In one embodiment of the present disclosure a cross-reactive anti-PAD antibody or fragment or variant thereof as disclosed herein is co-administered with another drug for the treatment of multiple sclerosis. The co-administration may be simultaneous, sequential and/or separate.

An advantage of using an antibody to inhibit PAD activity compared to e.g. a small molecule inhibitor is that intracellular citrullination essential for production of functional myelin is not affected.

However, for an antibody drug to be able to reach the sclerotic lesions in the brain it is essential that the drug is able to cross the blood brain barrier. It has been reported that the blood-brain barrier is weakened in MS, wherefore it is likely that even an unmodified antibody drug will be able to cross the blood brain barrier in MS patients.

To treat MS in its early stages, it may however be advantageous to genetically engineer the antibody to ensure that the antibody is capable of crossing the blood-brain barrier, e.g. by making a bispecific antibody with one "arm" directed against a receptor which transports the antibody across the blood-brain barrier and the other "arm" directed against the target itself, as previously described (Pardridge et al. 2012, Methods Enzymol 503:269-92).

Another strategy which can be undertaken to make antibody drugs capable of crossing the blood-brain barrier is to link the antibody to a peptide capable of crossing the blood- brain barrier, such as viral Tat. In one embodiment the present invention relates to a modified cross-reactive anti-PAD antibody or fragment or variant thereof capable of crossing the blood-brain barrier, such as a bispecific anti-PAD antibody or a cross-reactive anti-PAD antibody linked to Tat. Methods for developing bispecific antibodies capable of crossing the blood-brain barrier are known in the art as are methods for linking antibodies to other

proteins/peptides.

Psoriasis

Psoriasis is an autoimmune disease that affects the skin. It occurs when the immune system mistakes the skin cells for a pathogen, and sends out faulty signals that speed up the growth cycle of skin cells. There are five types of psoriasis: plaque, guttate, inverse, pustular, and erythrodermic. The most common form, plaque psoriasis, is commonly seen as red and white hues of scaly patches appearing on the top first layer of the epidermis (skin). The cause and pathogenesis of psoriasis is not fully

understood.

Hyper-citrullination has been suggested to play a role in the pathogenesis of psoriasis; hence the present authors suggest inhibition of PAD according to the present disclosure, i.e. via a cross-reactive anti-PAD antibody. In one embodiment of the present disclosure a cross-reactive anti-PAD antibody or fragment or variant thereof as disclosed herein is used in the treatment of psoriasis.

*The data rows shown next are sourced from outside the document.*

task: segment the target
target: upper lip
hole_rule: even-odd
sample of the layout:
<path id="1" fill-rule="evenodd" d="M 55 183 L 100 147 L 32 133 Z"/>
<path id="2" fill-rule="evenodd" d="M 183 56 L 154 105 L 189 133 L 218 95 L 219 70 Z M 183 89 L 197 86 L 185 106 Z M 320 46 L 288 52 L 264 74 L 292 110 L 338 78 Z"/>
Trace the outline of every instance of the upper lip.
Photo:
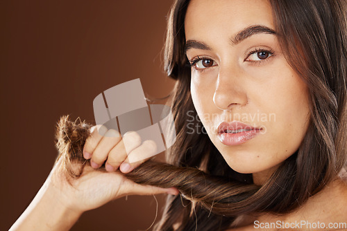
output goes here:
<path id="1" fill-rule="evenodd" d="M 235 131 L 239 129 L 259 130 L 260 129 L 239 121 L 233 121 L 231 122 L 222 122 L 218 126 L 217 131 L 219 133 L 226 133 L 227 130 Z"/>

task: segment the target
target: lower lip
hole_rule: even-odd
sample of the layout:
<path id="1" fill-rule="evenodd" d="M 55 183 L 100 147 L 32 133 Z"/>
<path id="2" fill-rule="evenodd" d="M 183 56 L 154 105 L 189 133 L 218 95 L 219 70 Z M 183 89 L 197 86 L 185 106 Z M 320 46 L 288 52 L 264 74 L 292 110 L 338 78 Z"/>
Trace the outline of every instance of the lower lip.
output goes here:
<path id="1" fill-rule="evenodd" d="M 254 138 L 259 133 L 260 131 L 260 130 L 259 129 L 254 129 L 239 132 L 237 133 L 221 133 L 218 134 L 218 138 L 223 145 L 231 146 L 238 145 Z"/>

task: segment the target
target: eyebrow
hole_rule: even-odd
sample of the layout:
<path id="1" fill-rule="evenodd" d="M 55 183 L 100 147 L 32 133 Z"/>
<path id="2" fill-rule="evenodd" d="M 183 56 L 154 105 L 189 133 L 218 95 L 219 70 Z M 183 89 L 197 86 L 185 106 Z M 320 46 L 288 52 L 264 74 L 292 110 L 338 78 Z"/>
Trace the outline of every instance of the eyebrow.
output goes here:
<path id="1" fill-rule="evenodd" d="M 245 40 L 246 39 L 250 37 L 252 35 L 257 34 L 271 34 L 276 35 L 276 33 L 273 29 L 261 25 L 253 25 L 248 26 L 242 30 L 239 31 L 233 38 L 230 39 L 230 42 L 232 45 L 237 45 Z M 211 48 L 201 41 L 198 41 L 196 40 L 188 40 L 187 41 L 185 46 L 185 53 L 187 53 L 189 50 L 192 48 L 196 48 L 199 50 L 210 50 Z"/>

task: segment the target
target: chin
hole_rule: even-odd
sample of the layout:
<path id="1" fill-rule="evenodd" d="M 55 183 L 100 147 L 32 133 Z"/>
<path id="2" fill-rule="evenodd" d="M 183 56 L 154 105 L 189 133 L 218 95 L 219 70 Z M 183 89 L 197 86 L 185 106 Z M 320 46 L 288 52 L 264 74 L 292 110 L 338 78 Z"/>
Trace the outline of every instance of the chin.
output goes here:
<path id="1" fill-rule="evenodd" d="M 247 155 L 244 153 L 240 153 L 237 156 L 234 153 L 233 156 L 230 154 L 222 156 L 230 167 L 241 174 L 260 172 L 270 169 L 276 165 L 276 163 L 271 165 L 269 163 L 266 165 L 262 165 L 262 160 L 257 158 L 258 155 L 256 154 L 252 155 L 254 156 L 250 156 L 249 154 Z"/>

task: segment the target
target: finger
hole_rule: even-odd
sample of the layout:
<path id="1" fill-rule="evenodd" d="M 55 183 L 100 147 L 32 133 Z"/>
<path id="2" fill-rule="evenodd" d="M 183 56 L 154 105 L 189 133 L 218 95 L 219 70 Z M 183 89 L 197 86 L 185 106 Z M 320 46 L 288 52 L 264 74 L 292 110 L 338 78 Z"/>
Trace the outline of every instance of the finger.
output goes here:
<path id="1" fill-rule="evenodd" d="M 128 156 L 128 151 L 141 145 L 141 137 L 135 131 L 126 133 L 123 139 L 115 146 L 108 154 L 105 168 L 108 172 L 115 171 Z"/>
<path id="2" fill-rule="evenodd" d="M 108 131 L 107 128 L 103 125 L 96 125 L 90 129 L 91 135 L 85 140 L 83 147 L 83 157 L 88 160 L 92 158 L 92 154 L 101 140 L 103 136 Z"/>
<path id="3" fill-rule="evenodd" d="M 123 173 L 128 173 L 135 167 L 146 161 L 149 158 L 157 154 L 157 145 L 155 141 L 145 140 L 138 147 L 133 149 L 126 159 L 121 163 L 119 169 Z"/>
<path id="4" fill-rule="evenodd" d="M 90 165 L 93 168 L 98 168 L 107 159 L 108 153 L 121 140 L 121 134 L 118 131 L 110 129 L 103 135 L 101 140 L 94 150 Z"/>

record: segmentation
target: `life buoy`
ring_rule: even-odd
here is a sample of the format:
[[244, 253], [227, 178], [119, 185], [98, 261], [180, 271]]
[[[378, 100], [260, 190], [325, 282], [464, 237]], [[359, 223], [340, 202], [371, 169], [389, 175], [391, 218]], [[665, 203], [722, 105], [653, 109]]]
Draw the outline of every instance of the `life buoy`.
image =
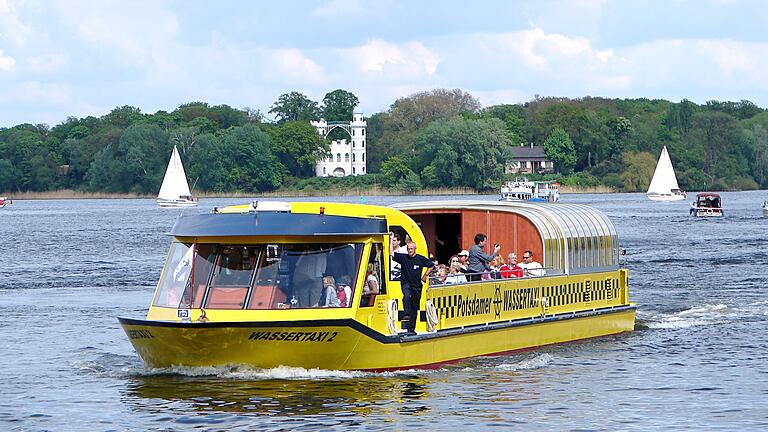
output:
[[424, 309], [426, 309], [426, 315], [427, 315], [427, 330], [433, 332], [435, 331], [435, 328], [437, 327], [437, 323], [439, 322], [439, 317], [437, 316], [437, 309], [435, 309], [435, 305], [432, 304], [431, 301], [427, 300], [426, 304], [424, 305]]
[[387, 329], [390, 335], [397, 334], [397, 300], [395, 299], [387, 303]]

In one embodiment of the present disclosure, a cross-reactive anti-PAD antibody or fragment or variant thereof as disclosed herein is co-administered with another drug for the treatment of psoriasis. The co-administration may be simultaneous, sequential and/or separate.

Sjogren's Syndrome

Sjogren's syndrome is a systemic autoimmune disease in which immune cells attack and destroy the exocrine glands that produce tears and saliva. It is estimated to affect as many as 4 million people in the United States alone, making it the second most common rheumatic disease. Sjogren's syndrome can exist as a disorder in its own right (primary Sjogren's syndrome) or may develop years after the onset of an associated rheumatic disorder, such as rheumatoid arthritis, systemic lupus erythematosus, scleroderma, primary biliary cirrhosis etc. (secondary Sjogren's syndrome). Sjogren's syndrome frequently occurs secondary to rheumatoid arthritis.

Blood tests can be done to determine if a patient has high levels of antibodies that are indicative of the condition, such as anti-nuclear antibody (ANA) and rheumatoid factor (because SS frequently occurs secondary to rheumatoid arthritis), which are associated with autoimmune diseases. Around 10 % of the patients produce ACPAs.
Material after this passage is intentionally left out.